Erdoğan'ın küresel hedefleri
ve yerel gerçekleri
DW Türkçe, Erdoğan'ın Çin'den esinlenerek dayattığı yeni ekonomik önlemlerin getireceği düşük faiz ve yüksek kur ortamında üretim ve ihracatın hızlı büyümesinin pandemi sonrası dönemde "Üç kıtanın kalbi konumundaki Türkiye'yi küresel bir üretim ve teknoloji üssü hâline getireceği" beklentisini hatırlatıyor.
Haberde, güçlü lojistik ve sanayi altyapısıyla pandemi sonrası yeniden şekillenen tedarik zincirinin merkez üssü olma hevesindeki Türkiye'nin küresel konumuyla aslında Avrupalı şirketler için de ideal bir sermaye ihraç alanı olduğuna dikkat çekiliyor.

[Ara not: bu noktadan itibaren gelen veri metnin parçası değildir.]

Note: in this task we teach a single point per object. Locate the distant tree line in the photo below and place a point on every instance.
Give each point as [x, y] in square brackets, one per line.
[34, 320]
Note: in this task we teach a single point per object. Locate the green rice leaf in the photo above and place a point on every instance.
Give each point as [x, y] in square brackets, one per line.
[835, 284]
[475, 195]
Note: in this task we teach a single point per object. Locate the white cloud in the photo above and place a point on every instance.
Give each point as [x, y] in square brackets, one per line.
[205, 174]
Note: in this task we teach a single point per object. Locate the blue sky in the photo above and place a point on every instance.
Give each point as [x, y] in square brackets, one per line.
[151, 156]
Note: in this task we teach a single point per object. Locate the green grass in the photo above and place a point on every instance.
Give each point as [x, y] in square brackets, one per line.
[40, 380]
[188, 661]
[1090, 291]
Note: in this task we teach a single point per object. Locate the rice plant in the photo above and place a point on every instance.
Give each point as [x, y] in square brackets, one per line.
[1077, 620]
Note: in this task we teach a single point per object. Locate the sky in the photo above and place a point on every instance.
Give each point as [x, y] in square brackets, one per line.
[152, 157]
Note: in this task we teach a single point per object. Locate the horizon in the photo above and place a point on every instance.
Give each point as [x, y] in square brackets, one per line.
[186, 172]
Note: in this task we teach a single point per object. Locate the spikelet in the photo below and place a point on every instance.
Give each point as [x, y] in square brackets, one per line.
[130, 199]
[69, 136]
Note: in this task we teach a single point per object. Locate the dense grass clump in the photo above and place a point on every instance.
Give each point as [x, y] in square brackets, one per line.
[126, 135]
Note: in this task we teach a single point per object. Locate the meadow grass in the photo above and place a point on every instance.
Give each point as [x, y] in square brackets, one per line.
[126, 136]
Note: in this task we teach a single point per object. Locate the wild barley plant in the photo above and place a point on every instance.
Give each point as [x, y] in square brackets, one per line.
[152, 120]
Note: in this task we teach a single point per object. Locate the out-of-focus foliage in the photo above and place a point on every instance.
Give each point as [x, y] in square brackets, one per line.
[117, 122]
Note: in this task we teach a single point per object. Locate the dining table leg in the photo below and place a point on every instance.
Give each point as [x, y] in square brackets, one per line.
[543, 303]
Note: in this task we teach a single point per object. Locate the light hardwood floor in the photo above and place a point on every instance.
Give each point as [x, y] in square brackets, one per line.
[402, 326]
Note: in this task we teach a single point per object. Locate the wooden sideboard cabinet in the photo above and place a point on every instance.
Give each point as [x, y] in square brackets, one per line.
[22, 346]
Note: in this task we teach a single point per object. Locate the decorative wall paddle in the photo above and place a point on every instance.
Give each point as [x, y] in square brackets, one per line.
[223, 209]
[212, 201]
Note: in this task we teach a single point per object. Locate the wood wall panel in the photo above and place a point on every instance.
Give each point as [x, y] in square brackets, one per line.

Ancak yeni yasanın Almanya'daki yatırımcılara getirdiği ve üretim ve tedarik zincirlerini başından sonuna kadar kat eden hükümler, Türkiye'nin bu ülkeyle iş yapabilmesi için üretim ve insan hakları arasında olumlu bir ilişki kurmasını zorunluluk haline getiriyor.
Yeni Alman mevzuatı karşısında Türkiye ekonomisindeki kayıt dışılık, Suriyeli sığınmacılar başta olmak üzere göçmen işçilerin kaçak çalıştırılması, çocuk işçiliği, sendikal hakların tanınmaması, işçi sağlığı ve güvenliği ve çevrenin korunmasına yönelik zorunlu adımların atılmayışı ve hak ihlallerine yönelik mücadelelerin polis şiddetiyle bastırılması Türkiye'deki firmaların Almanya'da iş yapabilmesi için acilen çözüm bulması gereken meseleler arasına giriyor.
Türkiye'nin uluslararası ticari ve ekonomik ilişkilerinde Almanya, ihracatta birinci, ithalatta üçüncü sırada yer alıyor ve iki ülke arasındaki ticaret hacmi 41 milyar avroyu aşıyor.